Процесс специализации в исследовании Западной Монголии сочетался с процессом увеличения комплексности, многоаспектности в работах изучавших ее путешественников. Это хорошо видно по трудам П. К. Козлова, который начал свою деятельность учеником в экспедициях Н. М. Пржевальского, а закончил в качестве признанного лидера многоотраслевой науки о Монголии и Тибете. П. К. Козлов, будучи естествоиспытателем (натуралистом) по своим научным интересам, активно интересовался также этнографией и историей региона. В своих путешествиях, которые сначала имели чисто топографическо-геологическую и коллекционную направленность, он в дальнейшем занимался и археологическими раскопками, и сбором материалов по антропологии, и поиском древних рукописей.
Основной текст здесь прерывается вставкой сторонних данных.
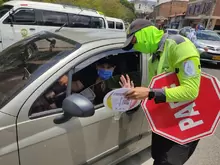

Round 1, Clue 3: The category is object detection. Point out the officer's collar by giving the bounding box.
[152,33,168,63]
[157,33,168,52]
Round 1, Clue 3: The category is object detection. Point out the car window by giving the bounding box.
[41,10,68,26]
[196,31,220,41]
[69,14,105,29]
[3,9,36,24]
[29,51,141,117]
[116,22,123,29]
[0,31,80,109]
[0,5,13,19]
[167,30,178,35]
[108,21,115,29]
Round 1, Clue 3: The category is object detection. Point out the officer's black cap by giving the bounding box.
[123,19,153,51]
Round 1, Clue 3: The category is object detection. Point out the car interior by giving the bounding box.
[29,51,142,117]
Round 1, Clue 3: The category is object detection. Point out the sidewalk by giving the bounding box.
[119,125,220,165]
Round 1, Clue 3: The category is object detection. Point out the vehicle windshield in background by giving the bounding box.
[0,31,80,109]
[0,5,13,18]
[167,30,178,35]
[196,31,220,41]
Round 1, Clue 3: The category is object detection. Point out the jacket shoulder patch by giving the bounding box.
[183,60,196,76]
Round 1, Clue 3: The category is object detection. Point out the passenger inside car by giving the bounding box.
[58,57,133,105]
[59,57,116,92]
[30,52,141,115]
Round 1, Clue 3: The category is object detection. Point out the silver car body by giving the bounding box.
[196,30,220,63]
[0,28,151,165]
[179,28,220,63]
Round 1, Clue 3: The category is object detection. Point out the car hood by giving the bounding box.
[197,40,220,48]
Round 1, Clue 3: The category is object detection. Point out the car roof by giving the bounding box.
[53,28,126,44]
[4,0,102,17]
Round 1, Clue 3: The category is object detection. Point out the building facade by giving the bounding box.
[152,0,188,27]
[154,0,188,19]
[132,0,156,14]
[185,0,220,32]
[158,0,188,5]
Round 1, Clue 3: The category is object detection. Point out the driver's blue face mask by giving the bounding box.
[97,69,113,80]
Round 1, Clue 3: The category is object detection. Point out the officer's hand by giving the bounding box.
[125,87,150,100]
[58,75,68,86]
[119,74,134,88]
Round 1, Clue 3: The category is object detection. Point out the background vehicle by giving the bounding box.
[179,27,220,64]
[0,28,151,165]
[179,26,194,37]
[165,28,179,35]
[106,16,125,31]
[196,30,220,64]
[0,0,107,52]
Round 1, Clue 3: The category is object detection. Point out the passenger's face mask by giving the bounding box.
[97,69,113,80]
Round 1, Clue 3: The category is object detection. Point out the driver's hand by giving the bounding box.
[119,74,134,88]
[59,75,68,86]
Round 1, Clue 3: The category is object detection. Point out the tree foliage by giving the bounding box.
[0,0,135,22]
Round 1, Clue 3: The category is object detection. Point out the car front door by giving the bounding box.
[16,48,144,165]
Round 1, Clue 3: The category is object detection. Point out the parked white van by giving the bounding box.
[106,16,125,31]
[0,0,108,51]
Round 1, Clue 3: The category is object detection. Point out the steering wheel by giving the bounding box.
[44,82,67,108]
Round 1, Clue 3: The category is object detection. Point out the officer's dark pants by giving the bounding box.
[151,133,199,165]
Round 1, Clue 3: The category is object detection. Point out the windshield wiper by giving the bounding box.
[55,23,67,32]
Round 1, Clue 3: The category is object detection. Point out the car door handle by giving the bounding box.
[29,28,35,31]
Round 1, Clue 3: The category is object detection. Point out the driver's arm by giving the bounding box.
[58,75,84,92]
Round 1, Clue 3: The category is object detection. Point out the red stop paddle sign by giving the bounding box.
[141,72,220,145]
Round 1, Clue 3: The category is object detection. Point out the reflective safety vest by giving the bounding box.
[147,34,201,102]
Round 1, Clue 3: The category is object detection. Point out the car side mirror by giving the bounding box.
[54,94,95,124]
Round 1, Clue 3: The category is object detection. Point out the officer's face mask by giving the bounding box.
[133,39,151,54]
[133,26,164,54]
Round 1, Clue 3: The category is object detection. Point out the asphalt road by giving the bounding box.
[118,62,220,165]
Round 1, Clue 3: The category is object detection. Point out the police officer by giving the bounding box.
[123,19,201,165]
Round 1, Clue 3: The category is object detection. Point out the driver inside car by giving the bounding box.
[58,57,133,105]
[30,57,135,114]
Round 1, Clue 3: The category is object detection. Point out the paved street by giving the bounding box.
[118,62,220,165]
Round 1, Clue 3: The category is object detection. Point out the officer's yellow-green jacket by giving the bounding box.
[131,25,201,103]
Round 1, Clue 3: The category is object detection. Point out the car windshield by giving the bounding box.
[0,31,80,109]
[0,5,13,18]
[196,31,220,41]
[167,30,178,35]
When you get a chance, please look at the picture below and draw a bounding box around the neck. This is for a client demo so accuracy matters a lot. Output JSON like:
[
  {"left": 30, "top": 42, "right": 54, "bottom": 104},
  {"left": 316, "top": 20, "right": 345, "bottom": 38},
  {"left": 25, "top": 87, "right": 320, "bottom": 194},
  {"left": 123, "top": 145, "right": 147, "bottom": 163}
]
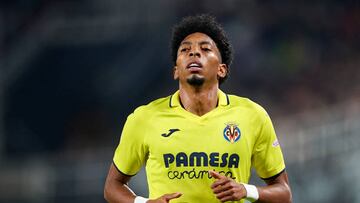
[{"left": 179, "top": 84, "right": 219, "bottom": 116}]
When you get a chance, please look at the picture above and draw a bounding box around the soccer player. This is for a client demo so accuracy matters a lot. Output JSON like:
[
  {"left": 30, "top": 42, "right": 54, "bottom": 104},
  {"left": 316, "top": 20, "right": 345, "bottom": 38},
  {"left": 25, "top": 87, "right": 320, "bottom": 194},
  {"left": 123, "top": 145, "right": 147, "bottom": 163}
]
[{"left": 104, "top": 14, "right": 292, "bottom": 203}]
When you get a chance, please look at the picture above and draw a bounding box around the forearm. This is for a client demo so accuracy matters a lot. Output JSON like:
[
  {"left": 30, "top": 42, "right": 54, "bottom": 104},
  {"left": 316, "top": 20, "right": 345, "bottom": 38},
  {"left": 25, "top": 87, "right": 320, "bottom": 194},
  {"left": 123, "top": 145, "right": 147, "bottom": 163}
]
[
  {"left": 104, "top": 180, "right": 136, "bottom": 203},
  {"left": 256, "top": 182, "right": 292, "bottom": 203},
  {"left": 104, "top": 164, "right": 137, "bottom": 203}
]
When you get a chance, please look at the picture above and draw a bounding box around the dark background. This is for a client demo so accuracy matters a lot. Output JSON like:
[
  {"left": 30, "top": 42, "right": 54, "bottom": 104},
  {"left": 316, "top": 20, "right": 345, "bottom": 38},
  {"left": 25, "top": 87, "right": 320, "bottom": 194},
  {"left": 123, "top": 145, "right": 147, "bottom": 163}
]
[{"left": 0, "top": 1, "right": 359, "bottom": 202}]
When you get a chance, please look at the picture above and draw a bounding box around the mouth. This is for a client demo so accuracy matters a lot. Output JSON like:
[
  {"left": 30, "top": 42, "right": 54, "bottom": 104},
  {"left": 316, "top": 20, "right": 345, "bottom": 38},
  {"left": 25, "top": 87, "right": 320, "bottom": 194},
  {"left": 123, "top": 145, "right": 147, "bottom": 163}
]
[{"left": 186, "top": 61, "right": 203, "bottom": 72}]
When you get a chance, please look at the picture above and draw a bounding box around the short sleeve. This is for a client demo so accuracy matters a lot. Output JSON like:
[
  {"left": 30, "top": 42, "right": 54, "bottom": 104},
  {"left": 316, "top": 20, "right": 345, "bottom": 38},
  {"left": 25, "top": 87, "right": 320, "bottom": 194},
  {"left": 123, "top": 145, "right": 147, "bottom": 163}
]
[
  {"left": 113, "top": 111, "right": 148, "bottom": 176},
  {"left": 251, "top": 114, "right": 285, "bottom": 179}
]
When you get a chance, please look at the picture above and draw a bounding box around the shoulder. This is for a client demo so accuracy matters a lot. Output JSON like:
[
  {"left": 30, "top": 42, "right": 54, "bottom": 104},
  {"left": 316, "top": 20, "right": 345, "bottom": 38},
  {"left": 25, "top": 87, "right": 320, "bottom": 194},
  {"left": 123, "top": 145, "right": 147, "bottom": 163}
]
[{"left": 129, "top": 95, "right": 171, "bottom": 119}]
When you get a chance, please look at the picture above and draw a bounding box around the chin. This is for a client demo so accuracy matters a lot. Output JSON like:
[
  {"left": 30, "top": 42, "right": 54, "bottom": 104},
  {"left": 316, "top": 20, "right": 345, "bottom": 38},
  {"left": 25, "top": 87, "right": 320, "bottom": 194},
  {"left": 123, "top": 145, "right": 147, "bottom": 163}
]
[{"left": 187, "top": 75, "right": 205, "bottom": 86}]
И хотя сам П. К. Козлов не был профессиональным востоковедом, он выражал своей деятельностью общую тенденцию перехода дела исследования Западной Монголии в руки профессиональных востоковедов — т. е. лиц, которые совмещали в себе академическую работу с древними источниками (как Н.Я.Бичурин) и участие в полевых экспедициях (как Г. Н.Потанин). П. К. Козлов со временем все больше ставил перед своими экспедициями этнографические и историко-культурные цели, которые он формулировал, исходя из сведений, изложенных в работах его коллег-путешественников, но не естествоиспытателей (Г.Н.Потанина, А.М.Позднеева). П. К. Козлов, как и ряд его предшественников, полагали своей главной задачей проникновение в Тибет и исследование этой области (что имело и большую стратегическую важность), но никому из них это мероприятие не удалось. В результате исследовательские усилия всех путешественников были сосредоточены на собирании данных о Монголии и Восточном Туркестане (у П. К. Козлова также — Каме). Это принесло значительные научные плоды. Кроме историко-этнографических изысканий, П. К. Козлов продолжал вести колоссальные по объему исследования рельефа Западной Монголии, ее водной сети, флоры и фауны. Чрезвычайно богатая и разнообразная коллекция образцов птиц и млекопитающих Джунгарии была передана им в Зоологический музей в Петербурге-Ленинграде. Неоценим также вклад П. К. Козлова в изучение «блуждающих» рек и озер Монголии.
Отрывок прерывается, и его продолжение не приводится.